Inoltre, l’articolo 35 del RGPD rende quasi sistematicamente obbligatoria la Valutazione d'Impatto nella ricerca sanitaria, vista la natura sensibile dei dati trattati su larga scala e l'impiego frequente di tecnologie innovative. La DPIA richiede una descrizione sistematica dei trattamenti, una valutazione della necessità e proporzionalità rispetto alle finalità perseguite, l'analisi dei rischi per i diritti degli interessati e l'indicazione delle misure di mitigazione adottate.

L'articolo 110, comma 1 del Codice Privacy impone espressamente di condurre e rendere pubblica la DPIA quando la ricerca è prevista da legge o rientra nel Piano Sanitario Nazionale. Il documento, pubblicato sul sito istituzionale e comunicato al Garante, deve evidenziare rischi come violazioni di sicurezza, discriminazioni o perdita di controllo sui dati personali, specificando contromisure tecniche (pseudonimizzazione, cifratura, controlli di accesso selettivo) e organizzative (formazione del personale, procedure di distruzione dati).

Qualora la DPIA evidenzi un rischio elevato residuo non adeguatamente mitigato, scatta l'obbligo di consultazione preventiva del Garante ai sensi dell'articolo 36 del RGPD, sospendendo l'avvio del trattamento fino all'esito del parere.

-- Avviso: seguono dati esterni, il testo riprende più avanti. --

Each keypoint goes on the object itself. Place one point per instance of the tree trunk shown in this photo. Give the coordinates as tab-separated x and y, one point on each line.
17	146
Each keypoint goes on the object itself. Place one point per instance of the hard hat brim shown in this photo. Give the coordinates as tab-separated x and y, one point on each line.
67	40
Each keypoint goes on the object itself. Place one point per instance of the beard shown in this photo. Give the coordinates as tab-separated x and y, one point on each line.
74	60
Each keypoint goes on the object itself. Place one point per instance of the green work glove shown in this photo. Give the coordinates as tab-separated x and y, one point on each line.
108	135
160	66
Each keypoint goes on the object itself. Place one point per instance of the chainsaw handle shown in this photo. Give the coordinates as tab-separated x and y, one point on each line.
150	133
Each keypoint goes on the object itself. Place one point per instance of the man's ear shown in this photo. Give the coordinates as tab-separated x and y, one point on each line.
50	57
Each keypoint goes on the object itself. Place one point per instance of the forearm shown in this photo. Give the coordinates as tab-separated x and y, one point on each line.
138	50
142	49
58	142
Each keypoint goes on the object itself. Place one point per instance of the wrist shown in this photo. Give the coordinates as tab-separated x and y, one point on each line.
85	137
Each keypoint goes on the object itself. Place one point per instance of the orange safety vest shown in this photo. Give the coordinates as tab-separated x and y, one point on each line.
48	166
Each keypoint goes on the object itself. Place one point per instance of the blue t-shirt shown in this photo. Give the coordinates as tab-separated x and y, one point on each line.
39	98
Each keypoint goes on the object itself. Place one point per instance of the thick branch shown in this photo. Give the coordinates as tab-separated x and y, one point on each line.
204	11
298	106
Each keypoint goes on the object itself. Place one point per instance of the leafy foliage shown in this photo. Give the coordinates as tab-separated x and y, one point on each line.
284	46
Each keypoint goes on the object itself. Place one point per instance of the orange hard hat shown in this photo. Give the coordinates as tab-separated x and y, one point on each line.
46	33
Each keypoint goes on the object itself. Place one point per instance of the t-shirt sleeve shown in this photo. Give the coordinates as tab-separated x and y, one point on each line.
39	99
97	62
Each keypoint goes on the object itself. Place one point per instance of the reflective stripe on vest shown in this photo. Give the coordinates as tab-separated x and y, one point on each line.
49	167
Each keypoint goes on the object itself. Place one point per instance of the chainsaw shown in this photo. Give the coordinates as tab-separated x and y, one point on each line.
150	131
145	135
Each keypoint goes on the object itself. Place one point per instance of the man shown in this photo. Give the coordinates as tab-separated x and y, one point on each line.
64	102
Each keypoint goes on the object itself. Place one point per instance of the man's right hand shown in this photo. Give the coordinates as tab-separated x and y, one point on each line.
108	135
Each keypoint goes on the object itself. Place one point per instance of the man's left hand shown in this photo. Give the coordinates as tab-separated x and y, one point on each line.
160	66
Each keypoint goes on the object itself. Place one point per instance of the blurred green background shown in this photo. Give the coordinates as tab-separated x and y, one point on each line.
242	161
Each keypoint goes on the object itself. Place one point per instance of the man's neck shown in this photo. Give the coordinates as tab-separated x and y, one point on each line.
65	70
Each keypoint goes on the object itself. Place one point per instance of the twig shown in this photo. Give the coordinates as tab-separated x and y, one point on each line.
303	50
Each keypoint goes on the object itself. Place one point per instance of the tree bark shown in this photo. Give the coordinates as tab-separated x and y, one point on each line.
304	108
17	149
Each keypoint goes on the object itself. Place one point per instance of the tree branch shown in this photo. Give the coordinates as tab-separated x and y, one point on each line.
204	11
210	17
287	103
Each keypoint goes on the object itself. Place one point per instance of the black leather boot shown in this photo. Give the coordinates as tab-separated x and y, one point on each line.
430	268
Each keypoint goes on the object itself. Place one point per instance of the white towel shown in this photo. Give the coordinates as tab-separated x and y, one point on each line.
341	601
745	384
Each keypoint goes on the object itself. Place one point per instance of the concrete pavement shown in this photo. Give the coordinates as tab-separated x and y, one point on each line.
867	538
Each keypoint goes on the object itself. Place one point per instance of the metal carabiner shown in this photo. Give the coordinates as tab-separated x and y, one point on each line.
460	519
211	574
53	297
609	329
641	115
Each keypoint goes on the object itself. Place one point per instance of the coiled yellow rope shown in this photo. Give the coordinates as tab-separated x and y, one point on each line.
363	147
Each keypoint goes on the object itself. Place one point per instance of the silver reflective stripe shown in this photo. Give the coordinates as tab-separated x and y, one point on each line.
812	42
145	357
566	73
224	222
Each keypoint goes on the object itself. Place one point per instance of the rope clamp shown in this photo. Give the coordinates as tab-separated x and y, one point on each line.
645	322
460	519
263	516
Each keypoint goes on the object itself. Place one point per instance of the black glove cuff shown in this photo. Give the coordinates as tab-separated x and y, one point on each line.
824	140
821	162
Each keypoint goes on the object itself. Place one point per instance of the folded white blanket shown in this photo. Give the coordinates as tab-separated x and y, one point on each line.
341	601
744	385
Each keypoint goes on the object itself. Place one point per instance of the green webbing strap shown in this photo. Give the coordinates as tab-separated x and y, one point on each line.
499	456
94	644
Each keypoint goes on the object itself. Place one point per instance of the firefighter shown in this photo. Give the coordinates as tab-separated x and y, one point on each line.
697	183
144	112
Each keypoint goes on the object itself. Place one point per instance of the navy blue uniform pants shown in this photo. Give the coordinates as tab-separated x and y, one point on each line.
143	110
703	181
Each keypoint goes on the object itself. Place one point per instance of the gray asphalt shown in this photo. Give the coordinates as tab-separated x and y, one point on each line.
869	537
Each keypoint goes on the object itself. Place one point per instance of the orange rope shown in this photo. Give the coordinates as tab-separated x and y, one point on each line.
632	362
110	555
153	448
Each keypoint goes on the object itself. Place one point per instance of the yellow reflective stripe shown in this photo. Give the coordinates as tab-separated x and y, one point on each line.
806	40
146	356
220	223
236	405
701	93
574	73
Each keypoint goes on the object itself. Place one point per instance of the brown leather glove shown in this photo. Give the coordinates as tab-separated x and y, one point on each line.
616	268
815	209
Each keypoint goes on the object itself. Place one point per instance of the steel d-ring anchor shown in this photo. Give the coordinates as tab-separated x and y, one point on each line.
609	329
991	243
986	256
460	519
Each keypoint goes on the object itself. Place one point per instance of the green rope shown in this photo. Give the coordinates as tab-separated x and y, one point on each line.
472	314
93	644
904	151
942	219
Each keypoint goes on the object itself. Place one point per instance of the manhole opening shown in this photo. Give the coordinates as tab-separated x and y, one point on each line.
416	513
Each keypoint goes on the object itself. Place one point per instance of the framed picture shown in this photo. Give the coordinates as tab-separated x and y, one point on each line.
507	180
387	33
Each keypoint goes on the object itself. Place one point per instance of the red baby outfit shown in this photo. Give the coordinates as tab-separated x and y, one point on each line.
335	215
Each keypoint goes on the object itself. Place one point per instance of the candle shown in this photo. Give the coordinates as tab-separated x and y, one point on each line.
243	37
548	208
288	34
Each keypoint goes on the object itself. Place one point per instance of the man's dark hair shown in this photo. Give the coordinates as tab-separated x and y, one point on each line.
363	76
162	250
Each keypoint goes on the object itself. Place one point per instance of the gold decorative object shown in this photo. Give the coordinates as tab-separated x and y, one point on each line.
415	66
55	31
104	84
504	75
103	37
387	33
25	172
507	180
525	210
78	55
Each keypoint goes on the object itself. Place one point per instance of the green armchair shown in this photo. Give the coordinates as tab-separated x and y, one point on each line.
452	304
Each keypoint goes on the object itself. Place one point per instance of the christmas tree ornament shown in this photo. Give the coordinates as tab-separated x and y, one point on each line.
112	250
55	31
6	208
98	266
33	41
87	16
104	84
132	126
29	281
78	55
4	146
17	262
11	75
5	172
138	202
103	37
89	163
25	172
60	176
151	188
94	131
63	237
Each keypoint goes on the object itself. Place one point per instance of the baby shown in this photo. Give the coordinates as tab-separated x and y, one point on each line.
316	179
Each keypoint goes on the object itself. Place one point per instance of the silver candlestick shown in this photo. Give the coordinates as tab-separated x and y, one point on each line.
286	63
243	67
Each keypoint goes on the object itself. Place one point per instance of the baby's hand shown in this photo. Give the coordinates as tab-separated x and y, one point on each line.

Il parere motivato e favorevole del Comitato Etico territoriale costituisce presupposto imprescindibile nei casi più complessi, integrando la valutazione privacy con il controllo etico e scientifico. È obbligatorio quando:

  • si applica l'articolo 110, comma 2, del Codice Privacy per impossibilità/sforzo sproporzionato di informativa;
  • si tratta di riuso di dati o campioni biologici già raccolti (Autorizzazione generale n. 9/2016);
  • si processano dati genetici di soggetti incapaci senza beneficio diretto (Autorizzazione generale n. 8/2016);
  • intervengono le nuove garanzie del 9 maggio 2024 per soggetti deceduti o non contattabili.

Il Comitato esamina la solidità metodologica del progetto, la proporzionalità rischi/benefici, l'adeguatezza delle garanzie privacy e la tutela dei soggetti vulnerabili, richiedendo spesso la DPIA come allegato. Questo parere completa l'analisi tecnica già svolta con la DPIA, garantendo una valutazione etica, scientifica e normativa.